Whether or not Catherine truly sees her late husband as someone who abused and raped her, or is using the facts in a clever defense scheme is hard to dicipher. She tries to convince everyone that daughter Emma was confused as to her mother's whereabouts during the murder. Not to be outmaneuvered, Michael Cutter threatens Emma, telling her that if she lies for her mother, he will go after her younger brother Donny for the truth, and that Donny will be traumatized by the whole messy thing. Cutter's tactics do not sit well with Lupo, but Cutter always plays to win. That's just how he is made. Emma admits that she somehow found her Dad's tape recorder and listened to the creepy stuff he said. Then she left it in the kitchen for Mom to find. Interviews with Catherine's mother reveal that Catherine lied about several things, including where she walked the family dog. A gun is found in the river, and Catherine is arrested.

Immediately, she proceeds with her defense scheme mentioned a few paragraphs ago: she claims her husband, Isaac Waxman, abused his role as her psychiatrist and seduced her into a sexual relationship with him that progressed into their eventual marriage. She fires her defense attorney to act as her own, calling her children to the stand and having them testify that Isaac was such a control freak that he didn't even let the family plant flowers in the yard without his stamp of approval.

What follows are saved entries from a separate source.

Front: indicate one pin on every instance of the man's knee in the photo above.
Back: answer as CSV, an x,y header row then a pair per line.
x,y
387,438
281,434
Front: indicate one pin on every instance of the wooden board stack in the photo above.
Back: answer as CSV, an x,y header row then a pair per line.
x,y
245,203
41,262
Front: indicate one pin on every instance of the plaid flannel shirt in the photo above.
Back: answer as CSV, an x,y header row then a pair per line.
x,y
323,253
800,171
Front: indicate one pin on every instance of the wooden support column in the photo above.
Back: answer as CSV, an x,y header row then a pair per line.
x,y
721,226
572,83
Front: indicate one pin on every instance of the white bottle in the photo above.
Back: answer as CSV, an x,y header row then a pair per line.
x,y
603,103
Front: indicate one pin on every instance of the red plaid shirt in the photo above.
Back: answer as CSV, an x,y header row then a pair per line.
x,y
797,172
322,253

For the prosecution, Cutter places a Dr. Stromach on the stand, an academic researcher who arrogantly claims that any relationship between an adult and an adolescent is not considered abusive or potentially emotionally damaging. Outraged, and rightly so IMO, that other doctor (I forget her name constantly, but she has been on episodes of SVU as well) agrees to go to bat for the defense. McCoy and Cutter are pissed of course, and threaten Dr. Whatshername that they don't care who she is. Always in it to win. And they make good on their word. Cutter tears her apart on the stand. This is the first time I've ever felt that McCoy and Cutter are capable of being heartless. It was just really low. Of course I have to admit I agree with Whatshername's assessment of Dr. Waxman...honestly, the guy is a pedophile, and even if Catherine had been over 18, she was his PATIENT for god's sake!

Still, Cutter, having done some searching, tells Catherine that "Meredith", the object of all that ickily adoring banter on the audiotapes, is only a town, a town in New England that Waxman used to take his "bride" to for romantic getaways. Suddenly Catherine is tearful and horrified to learn that she has gunned down her husband over nothing more than a memoir. So it seems, she didn't see Isaac as the man who abused her trust. She had thought he was having an affair with this Meredith, and killed him out of scorn. All these claims that he raped her and forced her to marry him are false...

Nevertheless, I can't get over how disgusting he was, as a professional healthcare provider, to initiate a sexual relationship with his underage patient. So she believes she loved him and is sorry she killed him at the last. Yuck...I thought he was a sleaze. I think he's the first "victim" I didn't care about.

This episode is definitely one of my least favorites. It didn't have any technical problems of course. I guess it's just the unlikeable direction the story (and some of the characters) took.